Differences between Matlab and Bob/Python ports

I have detected inconsistencies between output produced by these pythonic bindings and Ce Liu’s Matlab-based implementation. In all instances, these differences come from differences in either the gray-scaling conversion and/or the decompression routines for the test images and movies. Once a precise input is given in double-precision gray-scale, both bindings (ours and Ce Liu’s Matlab ones) give out exactly the same output.

This means that you should expect precision problems if you feed in videos or lossy input formats such as JPEG images. If you input HDF5 files (e.g. using bob.io.base), Matlab .mat files (e.g. using bob.io.matlab) or any other data in formats which are not subject to lossy compression/decompression, this data is pre-grayscaled and stored in double-precision floating point numbers, the output is consistently the same, no matter which environment you use.

If you input data which is not double-precision gray-scale, then it is (1) converted to double-precision representation and then (2) gray-scaled. These steps are taken in this order in both bindings. Depending on which you are using (Bob/Python versus Matlab), the results will be slightly different. This small differences in the input to the flow estimation engine will make Liu’s framework give (hopefully slightly) different output. The outputs should be comparable though, but your mileage may vary.

New SOR-based Implementation

More recently (in August 2011), Ce Liu introduced a version of the Optical Flow framework using Successive Over-Relaxation (SOR) instead of Conjugate Gradient (CG) for minization. The new framework is presumably faster, but does not give similar results compared to the old CG-based one.

If you would like to give it a spin, use the method bob.ip.optflow.liu.sor.flow() instead of py:func:bob.ip.optflow.liu.cg.flow as shown above. Notice that the defaults for both implementations are different, following the defaults pre-set in the Matlab MEX code in the different releases.

Particularly, avoid feeding colored images to bob.ip.optflow.liu.sor.flow(). While that works OK with bob.ip.optflow.liu.cg.flow(), bob.ip.optflow.liu.sor.flow() gives inconsistent results everytime it is run. I recommend gray-scaling images before using bob.ip.optflow.liu.sor.flow(), e.g., by converting them using bob.ip.color.rgb_to_gray(). With that, results are at least consistent between runs. I’m not sure about their correctness. Ce Liu has been informed and should be working on it soon enough (today is 14.Nov.2012).

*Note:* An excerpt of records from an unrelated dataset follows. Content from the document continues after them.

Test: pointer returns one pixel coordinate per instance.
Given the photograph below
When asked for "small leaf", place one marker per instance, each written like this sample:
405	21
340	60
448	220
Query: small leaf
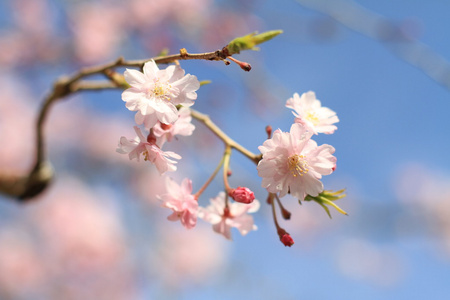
250	41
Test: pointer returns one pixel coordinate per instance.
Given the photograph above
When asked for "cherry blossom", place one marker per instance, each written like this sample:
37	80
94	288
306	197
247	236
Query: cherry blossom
235	215
155	93
179	198
287	240
182	126
310	113
150	150
293	163
242	195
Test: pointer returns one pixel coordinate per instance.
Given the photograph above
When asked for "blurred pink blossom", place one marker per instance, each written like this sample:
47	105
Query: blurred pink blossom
98	30
236	215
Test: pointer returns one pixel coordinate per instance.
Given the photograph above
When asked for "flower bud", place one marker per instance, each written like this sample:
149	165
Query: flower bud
269	131
242	195
287	240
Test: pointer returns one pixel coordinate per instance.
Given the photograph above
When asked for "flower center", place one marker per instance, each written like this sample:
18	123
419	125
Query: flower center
312	117
160	91
298	165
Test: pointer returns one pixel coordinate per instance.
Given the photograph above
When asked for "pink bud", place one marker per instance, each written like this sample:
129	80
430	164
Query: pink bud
151	138
287	240
242	195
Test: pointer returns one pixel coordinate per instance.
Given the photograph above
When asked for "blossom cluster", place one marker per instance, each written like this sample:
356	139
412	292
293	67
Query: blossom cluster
290	162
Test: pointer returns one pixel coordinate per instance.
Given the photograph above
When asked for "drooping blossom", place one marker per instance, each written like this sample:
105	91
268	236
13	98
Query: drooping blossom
310	113
292	162
150	150
179	198
182	126
287	240
155	93
236	215
242	195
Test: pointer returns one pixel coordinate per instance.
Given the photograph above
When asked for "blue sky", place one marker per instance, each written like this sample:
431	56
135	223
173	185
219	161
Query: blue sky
392	115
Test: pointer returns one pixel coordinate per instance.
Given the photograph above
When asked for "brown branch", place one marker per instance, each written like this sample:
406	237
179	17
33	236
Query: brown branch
206	120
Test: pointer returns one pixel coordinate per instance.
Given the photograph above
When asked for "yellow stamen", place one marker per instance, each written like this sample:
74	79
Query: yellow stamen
298	165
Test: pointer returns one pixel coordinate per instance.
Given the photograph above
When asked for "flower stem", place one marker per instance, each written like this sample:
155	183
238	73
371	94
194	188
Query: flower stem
213	175
205	119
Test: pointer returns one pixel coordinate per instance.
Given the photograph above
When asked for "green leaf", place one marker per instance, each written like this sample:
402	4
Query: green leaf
249	41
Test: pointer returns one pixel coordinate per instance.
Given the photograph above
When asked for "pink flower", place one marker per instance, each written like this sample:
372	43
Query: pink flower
150	151
179	198
242	195
310	113
223	219
182	126
287	240
292	162
155	93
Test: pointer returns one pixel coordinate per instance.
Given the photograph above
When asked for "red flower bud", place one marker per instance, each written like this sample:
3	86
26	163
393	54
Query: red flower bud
287	240
242	195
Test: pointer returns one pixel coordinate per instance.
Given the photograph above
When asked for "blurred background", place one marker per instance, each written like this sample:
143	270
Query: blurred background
97	232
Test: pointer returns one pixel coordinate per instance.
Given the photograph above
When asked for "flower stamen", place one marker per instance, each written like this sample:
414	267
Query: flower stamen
298	165
312	117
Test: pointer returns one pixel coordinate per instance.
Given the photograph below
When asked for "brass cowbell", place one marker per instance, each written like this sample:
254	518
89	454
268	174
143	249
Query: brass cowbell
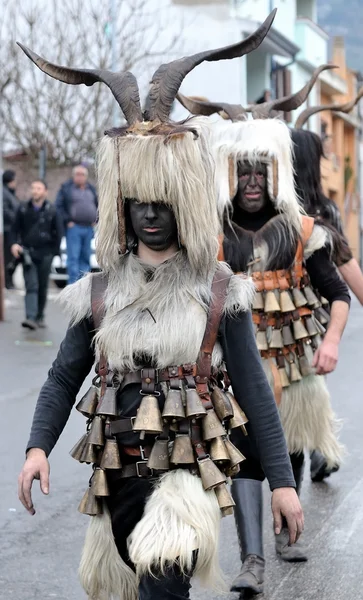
99	483
225	500
90	505
210	475
299	330
258	303
236	457
88	403
218	451
173	408
286	303
194	404
222	404
271	303
96	435
159	456
111	456
78	448
239	417
299	298
276	339
182	453
148	417
211	426
108	403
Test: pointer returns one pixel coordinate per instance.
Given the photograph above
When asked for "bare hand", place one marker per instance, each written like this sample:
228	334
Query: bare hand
36	466
285	503
326	357
16	250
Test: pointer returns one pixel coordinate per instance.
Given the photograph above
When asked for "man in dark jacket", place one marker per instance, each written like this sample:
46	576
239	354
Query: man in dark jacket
77	204
36	237
10	206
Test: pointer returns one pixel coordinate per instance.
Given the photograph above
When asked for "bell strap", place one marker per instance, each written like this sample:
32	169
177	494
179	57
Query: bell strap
220	285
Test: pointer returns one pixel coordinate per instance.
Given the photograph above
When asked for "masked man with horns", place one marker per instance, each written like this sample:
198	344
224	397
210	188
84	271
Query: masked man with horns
159	322
267	234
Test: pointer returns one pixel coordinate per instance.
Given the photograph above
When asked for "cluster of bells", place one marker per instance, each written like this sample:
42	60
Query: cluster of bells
293	330
182	406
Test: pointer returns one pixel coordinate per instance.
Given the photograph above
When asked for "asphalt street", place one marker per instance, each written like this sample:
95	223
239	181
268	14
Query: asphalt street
39	555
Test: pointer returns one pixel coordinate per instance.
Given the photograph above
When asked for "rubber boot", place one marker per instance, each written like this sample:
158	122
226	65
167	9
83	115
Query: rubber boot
318	467
247	494
296	552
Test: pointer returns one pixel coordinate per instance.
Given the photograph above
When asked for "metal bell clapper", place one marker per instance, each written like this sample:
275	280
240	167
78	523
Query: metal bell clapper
218	451
235	456
271	302
182	453
210	475
88	403
78	448
286	303
159	455
211	426
148	417
111	456
298	298
239	418
225	500
173	408
99	485
194	404
221	404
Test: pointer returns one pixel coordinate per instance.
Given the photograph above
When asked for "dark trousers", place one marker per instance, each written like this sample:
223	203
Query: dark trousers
36	278
126	505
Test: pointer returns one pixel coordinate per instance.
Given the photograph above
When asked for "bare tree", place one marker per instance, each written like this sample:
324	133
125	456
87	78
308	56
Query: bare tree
36	111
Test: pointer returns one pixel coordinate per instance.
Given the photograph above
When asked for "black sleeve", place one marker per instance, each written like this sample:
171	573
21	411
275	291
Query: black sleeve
58	394
253	393
325	278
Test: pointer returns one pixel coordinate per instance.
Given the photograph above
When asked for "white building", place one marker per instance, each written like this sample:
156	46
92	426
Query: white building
284	62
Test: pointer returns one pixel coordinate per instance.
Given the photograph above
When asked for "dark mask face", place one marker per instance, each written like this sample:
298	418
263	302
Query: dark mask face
154	224
252	193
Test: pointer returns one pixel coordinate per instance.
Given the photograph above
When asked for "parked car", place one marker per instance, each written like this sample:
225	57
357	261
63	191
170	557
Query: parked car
58	272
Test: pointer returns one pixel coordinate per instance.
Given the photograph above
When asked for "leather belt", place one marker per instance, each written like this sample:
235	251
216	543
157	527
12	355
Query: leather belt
161	375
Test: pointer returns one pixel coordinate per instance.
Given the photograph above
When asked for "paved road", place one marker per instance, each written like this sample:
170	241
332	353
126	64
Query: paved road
39	555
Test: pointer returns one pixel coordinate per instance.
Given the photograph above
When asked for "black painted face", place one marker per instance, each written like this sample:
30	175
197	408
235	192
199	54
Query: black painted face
252	195
154	224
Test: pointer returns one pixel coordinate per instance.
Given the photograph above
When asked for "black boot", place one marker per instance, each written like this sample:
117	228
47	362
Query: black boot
247	494
296	552
319	468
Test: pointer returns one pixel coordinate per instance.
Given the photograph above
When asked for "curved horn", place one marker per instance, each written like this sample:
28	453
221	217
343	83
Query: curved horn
235	112
345	107
123	85
288	103
168	78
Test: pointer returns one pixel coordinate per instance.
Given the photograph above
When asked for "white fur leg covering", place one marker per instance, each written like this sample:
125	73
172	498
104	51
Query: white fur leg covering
179	517
103	573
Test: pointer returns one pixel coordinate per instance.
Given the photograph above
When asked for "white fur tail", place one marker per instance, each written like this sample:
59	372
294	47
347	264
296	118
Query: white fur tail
103	573
179	517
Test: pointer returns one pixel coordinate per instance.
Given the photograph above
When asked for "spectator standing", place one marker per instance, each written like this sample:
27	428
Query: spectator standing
77	204
10	206
36	237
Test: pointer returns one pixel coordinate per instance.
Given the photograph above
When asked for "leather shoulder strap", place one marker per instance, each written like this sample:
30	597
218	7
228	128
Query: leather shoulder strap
220	285
98	289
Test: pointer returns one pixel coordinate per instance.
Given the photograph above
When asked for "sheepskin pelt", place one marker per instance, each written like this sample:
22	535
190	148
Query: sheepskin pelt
259	140
162	316
177	170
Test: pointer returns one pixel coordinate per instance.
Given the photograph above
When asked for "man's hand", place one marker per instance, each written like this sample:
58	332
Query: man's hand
16	250
285	503
326	357
36	466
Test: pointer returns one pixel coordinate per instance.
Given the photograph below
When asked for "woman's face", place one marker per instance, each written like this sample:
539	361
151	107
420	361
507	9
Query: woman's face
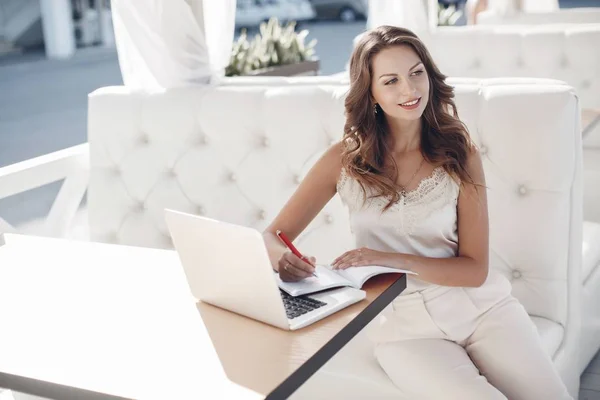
400	84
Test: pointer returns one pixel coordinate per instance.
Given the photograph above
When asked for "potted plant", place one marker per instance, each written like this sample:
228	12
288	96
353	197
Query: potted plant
276	51
448	16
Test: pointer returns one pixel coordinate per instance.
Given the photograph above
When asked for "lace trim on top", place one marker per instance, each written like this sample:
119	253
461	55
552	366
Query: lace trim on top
432	193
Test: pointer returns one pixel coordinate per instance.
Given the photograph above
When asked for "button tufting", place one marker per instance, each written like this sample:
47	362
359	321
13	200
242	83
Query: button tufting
116	171
140	207
262	214
564	62
202	140
520	63
112	237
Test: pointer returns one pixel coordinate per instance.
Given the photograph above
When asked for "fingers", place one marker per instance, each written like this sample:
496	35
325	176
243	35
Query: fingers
299	264
292	268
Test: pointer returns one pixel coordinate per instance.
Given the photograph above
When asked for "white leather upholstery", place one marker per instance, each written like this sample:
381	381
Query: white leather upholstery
568	53
237	152
590	15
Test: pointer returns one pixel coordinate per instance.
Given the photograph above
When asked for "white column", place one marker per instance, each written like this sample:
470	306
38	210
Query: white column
57	24
107	35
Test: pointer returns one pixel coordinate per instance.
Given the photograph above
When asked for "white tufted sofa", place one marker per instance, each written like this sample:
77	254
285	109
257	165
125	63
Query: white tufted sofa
590	15
568	53
236	152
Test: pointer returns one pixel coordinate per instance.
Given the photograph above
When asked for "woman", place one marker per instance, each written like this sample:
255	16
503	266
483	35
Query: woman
414	185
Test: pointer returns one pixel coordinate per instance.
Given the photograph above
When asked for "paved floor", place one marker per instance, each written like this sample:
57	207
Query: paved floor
43	104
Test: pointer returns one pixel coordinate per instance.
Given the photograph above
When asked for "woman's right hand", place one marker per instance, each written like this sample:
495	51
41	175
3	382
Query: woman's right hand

To access this implementation, use bob.ip.optflow.liu.sor.flow().

Access to the MATLAB code

Once you have installed the package, you will have access to a directory called matlab, which contains the code as it is/was distributed by Ce Liu, and a few Matlab routines that can be used to produce samples for testing. To use the Matlab code, you must:

$ # matlab/cg_based  => CG-based implementation
$ # matlab/sor_based => SOR-based implementation
$ cd matlab/cg_based/mex
$ mex Coarse2FineTwoFrames.cpp OpticalFlow.cpp GaussianPyramid.cpp
$ cd ..

At this point, the MEX is compiled and ready to be used. You will find 2 routines on the directory: flowimage and flowmovie. They can be used to process single images or movie files. They both produce HDF5 files that can be used as test input for this package’s test suite, or for inspection (use h5dump to look into the file contents).

Here is an example of usage for the Matlab function flowimage:

$ matlab -nodisplay -nodesktop -nojvm
>> flowimage ../../bob/ip/optflow/liu/data/gray table .

This will generate a file called table.hdf5 that contains the flow calculated for the table example, i.e. between images table1.png and table2.png. The input images are pre-gray-scaled and are taken from the directory ../../bob/ip/optflow/liu/data/gray, following your command.

You will find more examples on this directory and on the ../../bob/ip/optflow/liu/data/gray directory.

Note

The contents of the directory reference are downloaded automatically by buildout. You can find the URL of the package by looking inside the file buildout.cfg.

Note

The example images are coded in PNG format so that they don’t suffer from compression/decompression problems and can be read the same way in any platform or implementation.